The customary model of child support enforcement is no longer effective with the decline of traditional family structure, increasing incarceration rates, and continued economic hardships.  New technologies are needed to tap into data within state and local agencies–maximizing enforcement strategies.

“When Federal legislation came down and required all state systems to be on a centralized system, many states…moved to a single child support system.  All of them are in legacy technology,” said John White, the lead for National Child Support Practice at Deloitte, in an interview. “These systems have aged quite a bit…and are very inflexible to meet what states need to do.”

To move forward with getting money to families quickly and more consistently, states are looking to replace their child support systems–with 85 percent to 90 percent of states needing to do so in the next 5-8 years, at a cost of $50 million to more than $100 million.

But, this legacy modernization is necessary to support modern data analytics and take the shift from pure enforcement to providing child support services that integrate with other government programs–such as improving access to labor markets.

Margot Bean, former commissioner of the Office of Child Support Enforcement at the Department of Health and Human Services, highlighted in a recent interview, “Customer service has become a focus for child support agencies….They realize they need to meet the customer where they are and provide what they actually need.”
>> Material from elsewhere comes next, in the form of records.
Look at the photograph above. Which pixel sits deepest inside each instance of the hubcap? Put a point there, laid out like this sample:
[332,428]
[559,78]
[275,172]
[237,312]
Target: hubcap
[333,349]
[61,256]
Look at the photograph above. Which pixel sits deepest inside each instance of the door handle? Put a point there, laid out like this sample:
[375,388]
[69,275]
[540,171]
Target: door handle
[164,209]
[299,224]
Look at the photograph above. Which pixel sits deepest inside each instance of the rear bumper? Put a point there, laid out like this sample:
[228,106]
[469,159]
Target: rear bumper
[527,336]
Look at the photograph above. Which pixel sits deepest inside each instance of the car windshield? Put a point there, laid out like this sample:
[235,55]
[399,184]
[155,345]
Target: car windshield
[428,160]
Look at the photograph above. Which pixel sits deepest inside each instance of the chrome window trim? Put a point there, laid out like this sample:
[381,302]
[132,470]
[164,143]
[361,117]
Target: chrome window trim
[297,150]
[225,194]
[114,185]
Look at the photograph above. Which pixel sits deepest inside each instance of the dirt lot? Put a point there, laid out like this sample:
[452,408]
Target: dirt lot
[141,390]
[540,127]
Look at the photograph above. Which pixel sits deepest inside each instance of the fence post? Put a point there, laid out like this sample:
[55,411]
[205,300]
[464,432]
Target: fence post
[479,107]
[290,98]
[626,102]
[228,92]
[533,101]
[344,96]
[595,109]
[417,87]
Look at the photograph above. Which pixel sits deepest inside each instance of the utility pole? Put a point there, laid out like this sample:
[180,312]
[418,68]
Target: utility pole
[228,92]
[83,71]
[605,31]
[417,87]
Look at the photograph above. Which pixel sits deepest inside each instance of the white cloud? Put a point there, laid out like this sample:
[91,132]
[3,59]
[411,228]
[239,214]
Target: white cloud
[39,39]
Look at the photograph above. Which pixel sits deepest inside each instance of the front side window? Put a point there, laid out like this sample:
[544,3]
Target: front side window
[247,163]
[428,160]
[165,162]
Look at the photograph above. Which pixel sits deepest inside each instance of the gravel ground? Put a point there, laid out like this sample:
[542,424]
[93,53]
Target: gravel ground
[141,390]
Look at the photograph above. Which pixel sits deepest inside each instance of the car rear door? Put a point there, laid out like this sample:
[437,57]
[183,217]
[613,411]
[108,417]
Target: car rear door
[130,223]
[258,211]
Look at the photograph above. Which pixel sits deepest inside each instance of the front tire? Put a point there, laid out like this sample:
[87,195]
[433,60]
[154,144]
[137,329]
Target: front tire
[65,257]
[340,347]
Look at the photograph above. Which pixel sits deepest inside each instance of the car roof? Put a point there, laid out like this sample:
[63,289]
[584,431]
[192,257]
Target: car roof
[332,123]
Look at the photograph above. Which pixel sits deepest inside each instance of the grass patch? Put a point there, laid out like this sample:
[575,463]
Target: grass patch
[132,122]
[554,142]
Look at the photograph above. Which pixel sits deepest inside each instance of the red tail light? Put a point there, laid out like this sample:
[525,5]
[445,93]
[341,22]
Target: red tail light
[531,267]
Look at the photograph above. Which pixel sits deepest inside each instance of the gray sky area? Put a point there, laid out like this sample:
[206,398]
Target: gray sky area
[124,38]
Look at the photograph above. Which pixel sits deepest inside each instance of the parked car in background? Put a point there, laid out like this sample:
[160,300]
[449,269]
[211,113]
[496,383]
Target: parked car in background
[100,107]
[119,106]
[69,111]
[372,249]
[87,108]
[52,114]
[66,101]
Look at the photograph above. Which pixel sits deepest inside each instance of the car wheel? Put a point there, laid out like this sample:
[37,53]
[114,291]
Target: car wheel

Under “child support 2.0,” there are five ways to use data and data analytics to improve customer service and deliver greater outcomes:

  • Predictive analytics–caseworkers receive suggested actions based on the specific needs of each case.
  • Case segmentation–agencies group cases based on key criteria and apply different remedies based on obvious variables and underlying factors.
  • Data-driven enforcement–agencies select an enforcement strategy based on what action has the greatest chance of success.
  • Smart case assignment–matching cases with caseworkers who are best-equipped to handle them based on current workload, case characteristics, and experience level.
  • Nudging for better outcomes–increasing the amount of small, inexpensive “nudges” in the form of communications to potentially avoid using more aggressive enforcement tools.

Bean outlines how Pennsylvania is using the last way, nudging for better outcomes, to vastly improve their child support outcomes. “There’s a lot of focus on text messaging in a proactive way–using analytics to predict what might happen with a case and then proactively sending a text message to nudge them to make a payment.”

Pennsylvania alone has seen a $1 million-a-month increase in child support collection using this text message “nudging” system.